May we seek what brings together – hearts that bear each other’s pain,
care and mercy toward our neighbors, love that welcomes strangers in.

After previously promoting the January 6 protests and tweeting on December 19, “Be there, will be wild!” President Trump addressed the rioters on Wednesday afternoon in a brief minute-long video. “We had an election that was stolen from us. It was a landslide election. And everyone knows it, especially the other side. We love you. You’re very special. You see the way others are treated that are so bad and so evil but go home and go home in peace.”

What have we become? Have we forgotten who we are as Americans and as human beings? How could we not have seen this coming? Since January 6, more than a dozen White House staff and Cabinet members resigned because of the President’s actions in inciting the riot and refusing to accept his election loss.

May we all, in conversation, speak the truth and listen well.
May we hear, across this nation, stories others have to tell.
May we learn from other cultures and be blessed by their worldview;
May we serve with one another – loving others, loving you.

More important, who can we yet become? In the Christian year, the season of Epiphany reminds us that Jesus is the light of the world who commanded his disciples to preach the gospel of faith, hope, and love to all the nations. What epiphany is God teaching us right now in the midst of a presidential transition? What sudden revelation have we received as we ponder our responsibility to be good neighbors and responsible citizens?

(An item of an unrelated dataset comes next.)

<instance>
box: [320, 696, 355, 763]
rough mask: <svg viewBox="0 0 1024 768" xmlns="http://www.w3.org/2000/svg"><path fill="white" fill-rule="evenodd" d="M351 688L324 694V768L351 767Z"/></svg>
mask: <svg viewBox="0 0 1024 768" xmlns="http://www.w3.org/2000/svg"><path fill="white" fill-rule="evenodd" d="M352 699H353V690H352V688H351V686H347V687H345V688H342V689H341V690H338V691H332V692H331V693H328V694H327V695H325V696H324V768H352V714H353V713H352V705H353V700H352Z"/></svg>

I believe God is calling you and me to speak out, as our membership vows affirm, “against evil, injustice, and oppression in whatever form they present themselves.” As Jesus is the light of the world, so we need to allow Christ’s light to shine through our words and actions.

Photo via https://www.goodfreephotos.com/

Together, we have the privilege and the responsibility to proclaim the sacred worth of all people. Lamenting the violence of this week, we remember Abraham Lincoln who, in his 1864 address on the battlefield of Gettysburg, said, “It is rather for us to be here dedicated to the great task remaining before us – that from these honored dead we take increased devotion to that cause for which they gave the last full measure of devotion – that we here highly resolve that these dead shall not have died in vain – that this nation, under God, shall have a new birth of freedom – and that government of the people, by the people, for the people, shall not perish from the earth.”

You have challenged us to goodness; you have shown a kinder way.
It’s your love that now inspires us as we seek a better day.
May we end our harsh division; may we stop the hate and fear.
Make us one, Lord, as a nation; may we be united here.

Alex Trebek, the beloved host of Jeopardy!, died on November 8. As the final episodes of Jeopardy! were released last week (taped in October), Trebek shared some final thoughts. He reminded his viewers to give thanks for all their blessings. Then he said, “I’d like you to open up your hands and open up your heart to those who are still suffering because of COVID-19, people who are suffering through no fault of their own. We’re trying to build a kinder, gentler society, and if we all pitch in a little bit we’re gonna get there.”

By God’s grace, who can we yet become? We’re gonna get there together.